2022 Mercedes-AMG SL-Klasse R232

2022 Mercedes-AMG SL-Klasse R232

Merc SL ‘goes back its roots’. All-new rag-top roadster is an AMG project – cue big V8s and attitude. By Ben Miller.


Inside the new Mercedes-Benz R232 SL


What does SL mean to you? The first, introduced in ’1954, was a competition-bred tiger of a car based on a race winner, the W194. The fifth and sixth-gen cars were big ol’ pussycats. In between, Paul Bracq’s W113 and the pert R107 weren’t road racers but they were small, perfectly formed and fun. The new seventh-gen car is an AMG project that shares its new platform, MSA, with the still-under-wraps new GT, so you perhaps won’t be surprised to hear Affalterbach’s taken it upon itself to save the SL from mushy mediocrity.


2022 Mercedes-AMG SL-Klasse R232

‘You can only imagine the original SL’s impact. We wanted to take the car back to those roots,’ explains AMG CTO Jochen Hermann. ‘If you think about the 300SL in the ’50s – how far ahead of its time it was – we wanted to take this car back to that, and give it a clear character. The last two SLs were something in between being sporty and a cruiser.’

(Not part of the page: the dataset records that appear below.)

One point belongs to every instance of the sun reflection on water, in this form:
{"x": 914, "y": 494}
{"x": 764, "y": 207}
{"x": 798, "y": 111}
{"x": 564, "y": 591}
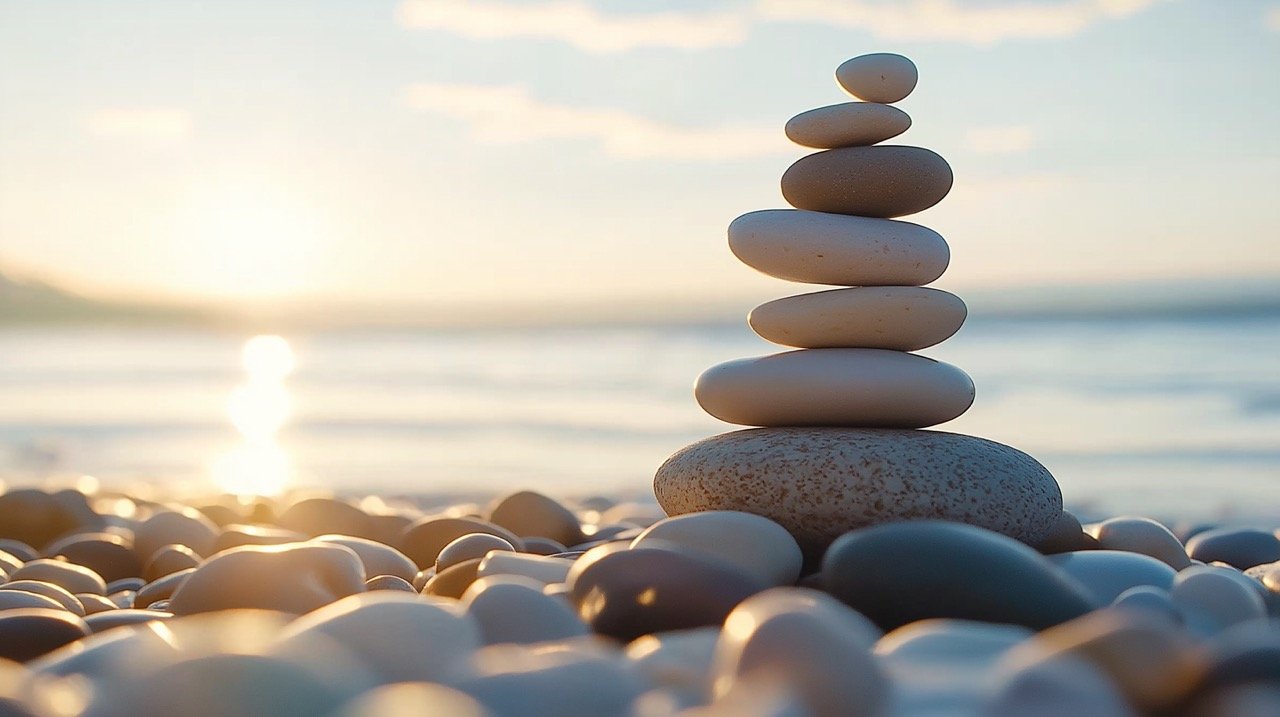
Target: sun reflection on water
{"x": 259, "y": 409}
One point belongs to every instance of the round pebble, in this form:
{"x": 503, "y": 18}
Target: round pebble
{"x": 835, "y": 387}
{"x": 880, "y": 77}
{"x": 832, "y": 249}
{"x": 883, "y": 181}
{"x": 849, "y": 124}
{"x": 892, "y": 318}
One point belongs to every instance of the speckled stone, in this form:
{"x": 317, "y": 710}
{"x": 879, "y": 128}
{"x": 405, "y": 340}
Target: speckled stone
{"x": 823, "y": 482}
{"x": 883, "y": 181}
{"x": 848, "y": 124}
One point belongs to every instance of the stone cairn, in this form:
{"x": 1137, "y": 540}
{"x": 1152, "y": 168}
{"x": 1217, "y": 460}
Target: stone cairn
{"x": 840, "y": 444}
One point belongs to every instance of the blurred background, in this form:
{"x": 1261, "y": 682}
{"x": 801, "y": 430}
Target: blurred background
{"x": 443, "y": 245}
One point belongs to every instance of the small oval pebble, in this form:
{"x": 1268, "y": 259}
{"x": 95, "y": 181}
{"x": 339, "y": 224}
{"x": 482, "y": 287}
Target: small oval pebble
{"x": 832, "y": 249}
{"x": 1142, "y": 535}
{"x": 626, "y": 593}
{"x": 33, "y": 631}
{"x": 883, "y": 181}
{"x": 510, "y": 608}
{"x": 1106, "y": 574}
{"x": 878, "y": 77}
{"x": 403, "y": 638}
{"x": 808, "y": 640}
{"x": 295, "y": 578}
{"x": 906, "y": 571}
{"x": 56, "y": 593}
{"x": 376, "y": 557}
{"x": 752, "y": 543}
{"x": 836, "y": 387}
{"x": 895, "y": 318}
{"x": 69, "y": 576}
{"x": 528, "y": 514}
{"x": 469, "y": 547}
{"x": 849, "y": 124}
{"x": 1238, "y": 547}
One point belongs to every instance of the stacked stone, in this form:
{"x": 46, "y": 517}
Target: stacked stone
{"x": 840, "y": 444}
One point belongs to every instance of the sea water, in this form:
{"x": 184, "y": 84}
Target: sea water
{"x": 1156, "y": 414}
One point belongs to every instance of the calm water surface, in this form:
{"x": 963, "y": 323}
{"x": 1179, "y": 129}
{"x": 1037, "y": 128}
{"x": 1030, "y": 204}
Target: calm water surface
{"x": 1155, "y": 415}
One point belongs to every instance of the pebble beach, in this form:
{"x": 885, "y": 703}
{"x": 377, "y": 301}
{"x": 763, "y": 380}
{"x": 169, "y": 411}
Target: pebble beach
{"x": 835, "y": 555}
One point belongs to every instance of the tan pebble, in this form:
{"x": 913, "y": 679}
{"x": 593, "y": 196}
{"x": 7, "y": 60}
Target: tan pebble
{"x": 894, "y": 318}
{"x": 835, "y": 387}
{"x": 880, "y": 77}
{"x": 169, "y": 560}
{"x": 850, "y": 124}
{"x": 882, "y": 181}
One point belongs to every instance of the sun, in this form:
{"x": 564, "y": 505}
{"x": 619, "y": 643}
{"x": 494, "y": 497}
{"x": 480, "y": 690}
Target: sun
{"x": 246, "y": 238}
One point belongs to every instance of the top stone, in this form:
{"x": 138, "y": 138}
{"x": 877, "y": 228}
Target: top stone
{"x": 882, "y": 77}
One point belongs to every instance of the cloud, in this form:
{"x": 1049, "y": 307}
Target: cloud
{"x": 1000, "y": 140}
{"x": 955, "y": 19}
{"x": 577, "y": 23}
{"x": 581, "y": 24}
{"x": 151, "y": 124}
{"x": 510, "y": 115}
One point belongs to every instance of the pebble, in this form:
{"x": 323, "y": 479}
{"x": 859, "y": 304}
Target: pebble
{"x": 127, "y": 617}
{"x": 56, "y": 593}
{"x": 627, "y": 593}
{"x": 819, "y": 483}
{"x": 1107, "y": 574}
{"x": 1212, "y": 599}
{"x": 511, "y": 608}
{"x": 470, "y": 547}
{"x": 892, "y": 318}
{"x": 424, "y": 539}
{"x": 1150, "y": 660}
{"x": 883, "y": 181}
{"x": 318, "y": 516}
{"x": 835, "y": 387}
{"x": 543, "y": 569}
{"x": 455, "y": 580}
{"x": 237, "y": 535}
{"x": 849, "y": 124}
{"x": 414, "y": 699}
{"x": 169, "y": 560}
{"x": 184, "y": 526}
{"x": 402, "y": 638}
{"x": 832, "y": 249}
{"x": 752, "y": 543}
{"x": 529, "y": 514}
{"x": 69, "y": 576}
{"x": 1143, "y": 535}
{"x": 105, "y": 553}
{"x": 809, "y": 642}
{"x": 941, "y": 666}
{"x": 551, "y": 680}
{"x": 900, "y": 572}
{"x": 1238, "y": 547}
{"x": 376, "y": 557}
{"x": 880, "y": 77}
{"x": 389, "y": 583}
{"x": 296, "y": 578}
{"x": 27, "y": 633}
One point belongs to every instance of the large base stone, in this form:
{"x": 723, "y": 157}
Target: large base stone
{"x": 821, "y": 483}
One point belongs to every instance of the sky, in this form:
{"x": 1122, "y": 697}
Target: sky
{"x": 526, "y": 151}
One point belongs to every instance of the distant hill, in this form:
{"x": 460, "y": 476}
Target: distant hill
{"x": 31, "y": 301}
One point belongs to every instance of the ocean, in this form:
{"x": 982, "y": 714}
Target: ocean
{"x": 1162, "y": 415}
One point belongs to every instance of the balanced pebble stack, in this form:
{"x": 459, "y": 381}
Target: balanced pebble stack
{"x": 840, "y": 443}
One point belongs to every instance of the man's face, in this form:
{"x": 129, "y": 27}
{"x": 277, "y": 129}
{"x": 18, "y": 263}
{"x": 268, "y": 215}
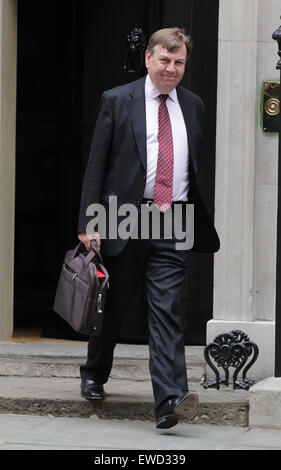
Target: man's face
{"x": 165, "y": 68}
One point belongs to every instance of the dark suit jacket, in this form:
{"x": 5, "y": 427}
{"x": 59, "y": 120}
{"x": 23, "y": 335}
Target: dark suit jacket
{"x": 117, "y": 160}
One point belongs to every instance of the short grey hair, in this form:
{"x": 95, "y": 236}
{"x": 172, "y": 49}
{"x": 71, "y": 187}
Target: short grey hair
{"x": 170, "y": 38}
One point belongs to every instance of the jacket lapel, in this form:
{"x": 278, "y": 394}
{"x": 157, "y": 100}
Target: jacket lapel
{"x": 187, "y": 111}
{"x": 137, "y": 115}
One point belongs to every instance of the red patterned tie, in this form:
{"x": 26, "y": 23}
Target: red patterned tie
{"x": 163, "y": 191}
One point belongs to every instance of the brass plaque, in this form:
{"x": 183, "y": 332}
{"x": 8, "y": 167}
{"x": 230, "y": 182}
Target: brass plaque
{"x": 271, "y": 106}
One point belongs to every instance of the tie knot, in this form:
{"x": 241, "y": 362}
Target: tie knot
{"x": 163, "y": 98}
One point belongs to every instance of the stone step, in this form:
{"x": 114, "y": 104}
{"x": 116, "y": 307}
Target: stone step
{"x": 126, "y": 399}
{"x": 43, "y": 378}
{"x": 45, "y": 360}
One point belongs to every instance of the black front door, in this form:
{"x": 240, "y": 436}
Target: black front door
{"x": 69, "y": 52}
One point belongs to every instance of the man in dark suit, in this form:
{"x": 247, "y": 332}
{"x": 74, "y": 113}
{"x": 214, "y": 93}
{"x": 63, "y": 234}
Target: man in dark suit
{"x": 147, "y": 150}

Affalterbach’s taken it upon itself to save the SL from mushy mediocrity

This is where things get a little contradictory. The original SL was lightweight, small, simple and rear-drive, with a modest straight-six. The new SL is an all-wheel-drive 2+2 with a folding fabric roof (lighter than the previous two cars’ folding hardtops), a wealth of performance-enhancing hardware and, initially at least, a monstrous V8 in the nose. And while AMG’s adamant this is a new, altogether sportier SL, it also admits that because it shares much with the new AMG GT (which will be two-seat, tin-top and with a transaxle set-up), the SL can’t be too sporty, for fear of what Hermann calls ‘overlapping’.

‘Sporty does not have to mean rock-hard dampers,’ explains Hermann. ‘It can mean precise and predictable. You don’t need to make a car uncomfortable to achieve these things.’

Certainly, there’s much here that’s promising. Semi-active roll control and rear-wheel steering can, when calibrated sweetly, give a car real versatility, from laid-back right through to ballsout. The AMG 4.0-litre M177 V8 in the range-topping 577bhp SL63 (3.6sec 0-62mph and 195mph) is also a peach. (The 469bhp SL 55 does without the 63’s adaptive dampers and e-diff.) For now at least, AMG is ruling out a V12 or pure-electric SL on this platform, but smaller engines and hybrids will come.

The SL gets all-wheel drive, though without the E63’s rear-drive- only option. Still, it promises to be nicely rear-biased. ‘With all the systems and modes, including the e-diff, the power split across the axles and the rear-wheel steering, you can make this car very sporty with the push of a button,’ claims Hermann.

Those toys come at a price, though: weight. On paper the SL 63’s a soft-top 911 Turbo 992 rival, but its kerbweight of 1970kg is nearly 200kg heavier. Back to its roots? Doesn’t look like it. But it may prove to be a fine SL nonetheless.

The SL’s actual roots: the tiny, lightweight and simple W194. Wheel could really use a few more controls Exterior is by-numbers modern Merc.